Quasispecies variant of pre-S/S gene in HBV-related hepatocellular carcinoma with HBs antigen positive and occult infection

Yuri Hatazawa; Yoshihiko Yano; Rina Okada; Toshihito Tanahashi; Hiroki Hayashi; Hirotaka Hirano; Akihiro Minami; Yuki Kawano; Motofumi Tanaka; Takumi Fukumoto; Yoshiki Murakami; Masaru Yoshida; Yoshitake Hayashi

doi:10.1186/s13027-018-0179-4

Quasispecies variant of pre-S/S gene in HBV-related hepatocellular carcinoma with HBs antigen positive and occult infection

Infect Agent Cancer. 2018 Feb 2:13:7. doi: 10.1186/s13027-018-0179-4. eCollection 2018.

Authors

Affiliations

¹ 1Division of Gastroenterology, Department of Internal Medicine, Kobe University Graduate School of Medicine, Kobe, Hyogo 650-0017 Japan.
² 2Division of Molecular Medicine & Medical Genetics, Department of Pathology, Kobe University Graduate School of Medicine, Kobe, Japan.
³ Department of Internal Medicine, Tokushima Prefectural Naruto Hospital, Tokushima, Japan.
⁴ 4Division of Hepato-Biliary-Pancreatic Surgery, Department of Surgery, Kobe University Graduate School of Medicine, Kobe, Japan.
⁵ 5Department of Hepatology, Osaka City University Graduate School of Medicine, Osaka, Japan.

Abstract

Background: Hepatocellular carcinoma (HCC) can develop in patients who are negative for the hepatitis B surface antigen (HBsAg) in serum but positive for hepatitis B virus (HBV) DNA in the liver, referred to as occult HBV infection (OBI). Previous reports showed that HBV variants in OBI-related HCC are different from those in HBsAg-positive HCC. In the present study, HBV quasispecies based on the pre-S/S gene in OBI-related HCC patients were examined by high throughput sequencing and compared with those in HBsAg-positive HCC.

Methods: Nineteen tissue samples (9 OBI-related and 10 HBsAg-positive non-cancerous tissues) were collected at the time of surgery at Kobe University Hospital. The quasispecies with more than 1% variation in the pre-S/S region were isolated and analysed by ultra-deep sequencing.

Results: There were no significant differences in the major HBV populations, which exhibit more than 20% variation within the entire pre-S/S region, between OBI-related HCC and HBsAg-positive HCC. However, the prevalences of major populations with pre-S2 region mutations and of minor populations with polymerized human serum albumin-binding domain mutations were significantly higher in OBI-related HCC than in HBsAg-positive HCC. Moreover, the major variant populations associated with the B-cell epitope, located within the pre-S1 region, and the a determinant domain, located in the S region, were detected frequently in HBsAg-positive HCC. The minor populations of variants harbouring the W4R, L30S, Q118R/Stop, N123D and S124F/P mutations in the pre-S region and the L21F/S and L42F/S mutations in the S region were detected more frequently in OBI-related HCC than in HBsAg-positive HCC.

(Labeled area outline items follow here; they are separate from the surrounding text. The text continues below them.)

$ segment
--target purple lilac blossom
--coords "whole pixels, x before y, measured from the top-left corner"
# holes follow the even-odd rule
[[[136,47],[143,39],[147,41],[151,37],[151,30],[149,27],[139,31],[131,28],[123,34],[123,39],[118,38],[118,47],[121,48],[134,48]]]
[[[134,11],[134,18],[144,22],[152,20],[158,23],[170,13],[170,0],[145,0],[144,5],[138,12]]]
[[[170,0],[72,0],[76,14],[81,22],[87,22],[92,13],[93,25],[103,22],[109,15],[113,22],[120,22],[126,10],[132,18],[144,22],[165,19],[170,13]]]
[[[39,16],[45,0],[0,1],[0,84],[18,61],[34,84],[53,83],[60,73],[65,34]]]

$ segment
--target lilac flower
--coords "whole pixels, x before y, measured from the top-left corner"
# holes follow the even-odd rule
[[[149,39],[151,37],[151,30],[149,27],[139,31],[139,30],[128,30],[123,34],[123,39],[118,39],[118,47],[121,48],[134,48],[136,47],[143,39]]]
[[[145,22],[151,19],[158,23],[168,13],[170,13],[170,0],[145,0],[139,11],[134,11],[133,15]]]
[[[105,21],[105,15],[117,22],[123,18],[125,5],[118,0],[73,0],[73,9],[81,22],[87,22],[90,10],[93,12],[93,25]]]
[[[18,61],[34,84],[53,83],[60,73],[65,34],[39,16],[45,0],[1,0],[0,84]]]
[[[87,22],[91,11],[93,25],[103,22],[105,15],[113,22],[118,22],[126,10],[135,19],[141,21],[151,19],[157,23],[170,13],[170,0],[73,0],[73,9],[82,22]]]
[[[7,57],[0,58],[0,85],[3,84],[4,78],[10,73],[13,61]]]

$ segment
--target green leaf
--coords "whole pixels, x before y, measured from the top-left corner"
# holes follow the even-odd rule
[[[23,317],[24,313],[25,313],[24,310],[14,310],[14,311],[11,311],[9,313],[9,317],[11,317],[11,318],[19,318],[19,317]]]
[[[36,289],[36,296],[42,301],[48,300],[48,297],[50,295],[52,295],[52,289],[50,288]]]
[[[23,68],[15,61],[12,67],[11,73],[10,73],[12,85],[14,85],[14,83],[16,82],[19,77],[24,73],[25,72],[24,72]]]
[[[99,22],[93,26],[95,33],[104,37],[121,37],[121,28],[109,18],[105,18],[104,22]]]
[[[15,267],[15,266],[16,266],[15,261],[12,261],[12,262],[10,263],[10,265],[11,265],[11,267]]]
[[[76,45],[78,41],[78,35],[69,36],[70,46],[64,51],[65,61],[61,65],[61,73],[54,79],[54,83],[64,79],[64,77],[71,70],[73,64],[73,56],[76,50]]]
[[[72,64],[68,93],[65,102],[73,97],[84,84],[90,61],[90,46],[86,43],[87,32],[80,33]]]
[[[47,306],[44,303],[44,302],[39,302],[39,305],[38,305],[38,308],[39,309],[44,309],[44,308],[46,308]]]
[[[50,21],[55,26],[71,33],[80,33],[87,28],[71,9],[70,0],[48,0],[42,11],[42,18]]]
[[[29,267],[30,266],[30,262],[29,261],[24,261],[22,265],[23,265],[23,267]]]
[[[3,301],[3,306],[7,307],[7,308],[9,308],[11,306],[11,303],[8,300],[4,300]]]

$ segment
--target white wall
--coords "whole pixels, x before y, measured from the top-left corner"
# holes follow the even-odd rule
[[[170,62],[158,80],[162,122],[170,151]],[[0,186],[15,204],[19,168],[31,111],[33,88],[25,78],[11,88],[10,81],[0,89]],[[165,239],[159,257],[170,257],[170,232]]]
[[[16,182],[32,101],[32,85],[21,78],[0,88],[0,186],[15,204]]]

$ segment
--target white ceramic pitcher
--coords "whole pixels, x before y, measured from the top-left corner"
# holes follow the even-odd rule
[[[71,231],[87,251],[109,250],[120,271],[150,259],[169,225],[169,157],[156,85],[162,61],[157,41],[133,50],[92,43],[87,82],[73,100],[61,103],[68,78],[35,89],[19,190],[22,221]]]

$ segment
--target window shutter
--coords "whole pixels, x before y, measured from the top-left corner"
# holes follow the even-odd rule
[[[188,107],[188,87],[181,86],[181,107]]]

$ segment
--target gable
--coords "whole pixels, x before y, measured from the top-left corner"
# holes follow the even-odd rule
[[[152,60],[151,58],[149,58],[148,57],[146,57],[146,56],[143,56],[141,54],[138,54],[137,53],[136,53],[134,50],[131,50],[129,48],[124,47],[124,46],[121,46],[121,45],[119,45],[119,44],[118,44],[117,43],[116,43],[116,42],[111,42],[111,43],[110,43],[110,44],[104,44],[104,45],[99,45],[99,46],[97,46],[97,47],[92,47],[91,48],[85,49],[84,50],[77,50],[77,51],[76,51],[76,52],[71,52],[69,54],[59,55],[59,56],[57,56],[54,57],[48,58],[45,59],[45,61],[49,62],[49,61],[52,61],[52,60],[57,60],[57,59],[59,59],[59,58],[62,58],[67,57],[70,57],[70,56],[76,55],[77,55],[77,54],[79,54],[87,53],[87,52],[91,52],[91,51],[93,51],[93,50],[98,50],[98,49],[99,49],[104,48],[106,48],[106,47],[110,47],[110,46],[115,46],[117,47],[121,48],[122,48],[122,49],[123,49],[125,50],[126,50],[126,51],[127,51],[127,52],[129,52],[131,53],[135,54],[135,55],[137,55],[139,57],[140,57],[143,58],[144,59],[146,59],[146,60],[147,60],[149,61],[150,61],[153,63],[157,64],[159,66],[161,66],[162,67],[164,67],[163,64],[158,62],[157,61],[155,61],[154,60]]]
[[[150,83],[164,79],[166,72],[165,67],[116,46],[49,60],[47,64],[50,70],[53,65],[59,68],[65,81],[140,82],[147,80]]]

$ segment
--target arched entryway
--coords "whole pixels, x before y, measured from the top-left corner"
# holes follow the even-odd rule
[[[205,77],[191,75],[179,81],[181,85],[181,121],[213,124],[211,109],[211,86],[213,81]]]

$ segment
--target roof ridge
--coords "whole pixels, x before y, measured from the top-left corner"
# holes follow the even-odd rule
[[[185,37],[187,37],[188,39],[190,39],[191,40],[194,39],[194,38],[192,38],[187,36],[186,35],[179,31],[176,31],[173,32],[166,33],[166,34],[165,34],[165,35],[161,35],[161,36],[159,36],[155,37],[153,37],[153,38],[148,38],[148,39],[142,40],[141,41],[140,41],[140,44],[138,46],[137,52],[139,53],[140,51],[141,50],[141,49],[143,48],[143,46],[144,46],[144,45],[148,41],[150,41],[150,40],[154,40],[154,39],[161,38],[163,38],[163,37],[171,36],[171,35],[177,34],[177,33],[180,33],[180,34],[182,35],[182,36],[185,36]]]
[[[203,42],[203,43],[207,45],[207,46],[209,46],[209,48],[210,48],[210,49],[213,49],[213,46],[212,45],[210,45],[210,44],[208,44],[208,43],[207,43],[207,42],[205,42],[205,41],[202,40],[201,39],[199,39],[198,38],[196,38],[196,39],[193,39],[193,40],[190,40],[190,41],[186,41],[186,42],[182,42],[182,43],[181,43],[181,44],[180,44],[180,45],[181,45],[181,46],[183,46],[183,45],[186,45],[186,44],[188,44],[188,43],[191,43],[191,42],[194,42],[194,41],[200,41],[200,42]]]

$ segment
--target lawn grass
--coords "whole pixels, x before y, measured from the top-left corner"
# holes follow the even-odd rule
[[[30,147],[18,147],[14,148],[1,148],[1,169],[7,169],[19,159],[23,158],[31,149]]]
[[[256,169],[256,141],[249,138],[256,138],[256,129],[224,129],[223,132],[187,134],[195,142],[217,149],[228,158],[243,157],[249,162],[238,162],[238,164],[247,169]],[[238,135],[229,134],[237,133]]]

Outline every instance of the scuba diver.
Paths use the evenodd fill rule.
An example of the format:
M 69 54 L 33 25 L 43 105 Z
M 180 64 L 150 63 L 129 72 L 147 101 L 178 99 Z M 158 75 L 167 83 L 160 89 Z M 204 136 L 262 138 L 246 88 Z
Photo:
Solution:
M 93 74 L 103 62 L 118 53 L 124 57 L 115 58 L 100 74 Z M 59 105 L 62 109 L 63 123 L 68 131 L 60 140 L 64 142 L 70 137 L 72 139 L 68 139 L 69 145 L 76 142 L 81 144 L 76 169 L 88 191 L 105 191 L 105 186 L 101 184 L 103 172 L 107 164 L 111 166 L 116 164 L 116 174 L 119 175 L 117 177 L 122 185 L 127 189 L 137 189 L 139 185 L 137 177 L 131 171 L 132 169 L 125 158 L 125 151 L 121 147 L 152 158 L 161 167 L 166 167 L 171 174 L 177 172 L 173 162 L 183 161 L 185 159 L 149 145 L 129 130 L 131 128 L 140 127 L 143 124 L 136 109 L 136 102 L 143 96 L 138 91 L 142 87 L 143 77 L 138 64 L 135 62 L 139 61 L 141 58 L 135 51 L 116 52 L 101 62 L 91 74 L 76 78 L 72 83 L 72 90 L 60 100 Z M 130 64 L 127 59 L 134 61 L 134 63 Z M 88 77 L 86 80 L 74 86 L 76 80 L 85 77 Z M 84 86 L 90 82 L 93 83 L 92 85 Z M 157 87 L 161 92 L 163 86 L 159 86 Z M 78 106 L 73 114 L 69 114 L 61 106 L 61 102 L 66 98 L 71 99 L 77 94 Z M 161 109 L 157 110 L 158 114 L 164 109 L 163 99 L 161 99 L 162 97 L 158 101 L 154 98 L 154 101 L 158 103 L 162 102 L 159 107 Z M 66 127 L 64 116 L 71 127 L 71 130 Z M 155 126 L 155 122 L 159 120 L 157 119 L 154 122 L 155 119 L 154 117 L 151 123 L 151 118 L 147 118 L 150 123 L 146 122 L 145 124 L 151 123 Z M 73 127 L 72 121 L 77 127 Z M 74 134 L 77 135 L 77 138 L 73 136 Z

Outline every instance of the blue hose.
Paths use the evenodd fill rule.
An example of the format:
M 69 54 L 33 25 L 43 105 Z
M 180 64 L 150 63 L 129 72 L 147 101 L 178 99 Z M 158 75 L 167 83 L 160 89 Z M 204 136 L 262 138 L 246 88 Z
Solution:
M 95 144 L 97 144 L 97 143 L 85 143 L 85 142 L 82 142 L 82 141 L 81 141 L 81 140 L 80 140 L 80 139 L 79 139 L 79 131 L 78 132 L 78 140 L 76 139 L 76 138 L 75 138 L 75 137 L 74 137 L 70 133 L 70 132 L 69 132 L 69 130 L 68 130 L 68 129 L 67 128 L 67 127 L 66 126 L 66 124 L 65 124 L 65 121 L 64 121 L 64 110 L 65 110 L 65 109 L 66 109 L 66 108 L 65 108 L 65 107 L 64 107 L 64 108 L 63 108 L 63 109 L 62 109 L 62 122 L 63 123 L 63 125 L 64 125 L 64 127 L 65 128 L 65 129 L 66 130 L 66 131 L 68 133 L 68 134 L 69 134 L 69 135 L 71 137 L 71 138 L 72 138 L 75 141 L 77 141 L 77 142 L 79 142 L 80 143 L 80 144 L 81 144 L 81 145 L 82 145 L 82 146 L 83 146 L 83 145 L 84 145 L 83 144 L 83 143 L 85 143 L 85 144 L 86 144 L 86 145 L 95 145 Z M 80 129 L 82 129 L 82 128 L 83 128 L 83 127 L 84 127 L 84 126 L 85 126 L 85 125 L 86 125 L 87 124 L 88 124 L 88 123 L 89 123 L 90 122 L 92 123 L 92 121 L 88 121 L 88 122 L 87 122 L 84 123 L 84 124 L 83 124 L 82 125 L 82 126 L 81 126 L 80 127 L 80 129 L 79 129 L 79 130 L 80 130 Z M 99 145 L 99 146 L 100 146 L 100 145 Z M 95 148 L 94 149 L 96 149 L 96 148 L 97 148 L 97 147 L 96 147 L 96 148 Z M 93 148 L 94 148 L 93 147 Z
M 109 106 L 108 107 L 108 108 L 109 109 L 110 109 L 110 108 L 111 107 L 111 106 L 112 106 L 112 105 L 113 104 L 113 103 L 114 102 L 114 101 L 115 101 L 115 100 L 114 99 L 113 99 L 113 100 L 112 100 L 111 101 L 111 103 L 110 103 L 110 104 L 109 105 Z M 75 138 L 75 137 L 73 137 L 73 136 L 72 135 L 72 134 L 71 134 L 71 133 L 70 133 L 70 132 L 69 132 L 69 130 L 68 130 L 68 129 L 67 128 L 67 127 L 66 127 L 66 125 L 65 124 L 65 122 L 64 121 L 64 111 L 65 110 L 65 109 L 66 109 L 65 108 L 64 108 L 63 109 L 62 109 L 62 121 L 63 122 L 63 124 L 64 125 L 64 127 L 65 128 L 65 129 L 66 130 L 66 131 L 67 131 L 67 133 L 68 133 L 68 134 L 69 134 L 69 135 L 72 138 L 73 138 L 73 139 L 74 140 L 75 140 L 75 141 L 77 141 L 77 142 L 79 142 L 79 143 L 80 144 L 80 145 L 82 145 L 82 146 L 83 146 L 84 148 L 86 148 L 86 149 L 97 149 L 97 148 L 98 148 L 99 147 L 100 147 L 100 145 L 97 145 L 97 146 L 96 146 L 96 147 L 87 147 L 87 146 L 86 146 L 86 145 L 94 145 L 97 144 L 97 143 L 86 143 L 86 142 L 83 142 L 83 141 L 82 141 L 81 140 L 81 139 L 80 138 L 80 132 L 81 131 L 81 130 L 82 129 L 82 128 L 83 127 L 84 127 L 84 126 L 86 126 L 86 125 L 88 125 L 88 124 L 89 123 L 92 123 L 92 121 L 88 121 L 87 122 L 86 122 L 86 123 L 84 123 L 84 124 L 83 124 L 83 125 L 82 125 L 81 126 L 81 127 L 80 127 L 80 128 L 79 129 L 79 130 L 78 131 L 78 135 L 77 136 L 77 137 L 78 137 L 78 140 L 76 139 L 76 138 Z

Conclusions: Ultra-deep sequencing revealed that the B-cell epitope domain in the pre-S1 region and alpha determinant domain in the S region were variable in HBsAg-positive HCC, although the quasispecies associated with the pre-S2 region were highly prevalent in OBI-related HCC.

Trial registration: Ref: R000034382/UMIN000030113; Retrospectively registered 25 November 2017.

Keywords: HBV; HCC; Occult; Pre-S/S; Quasispecies; Ultra-deep sequencing.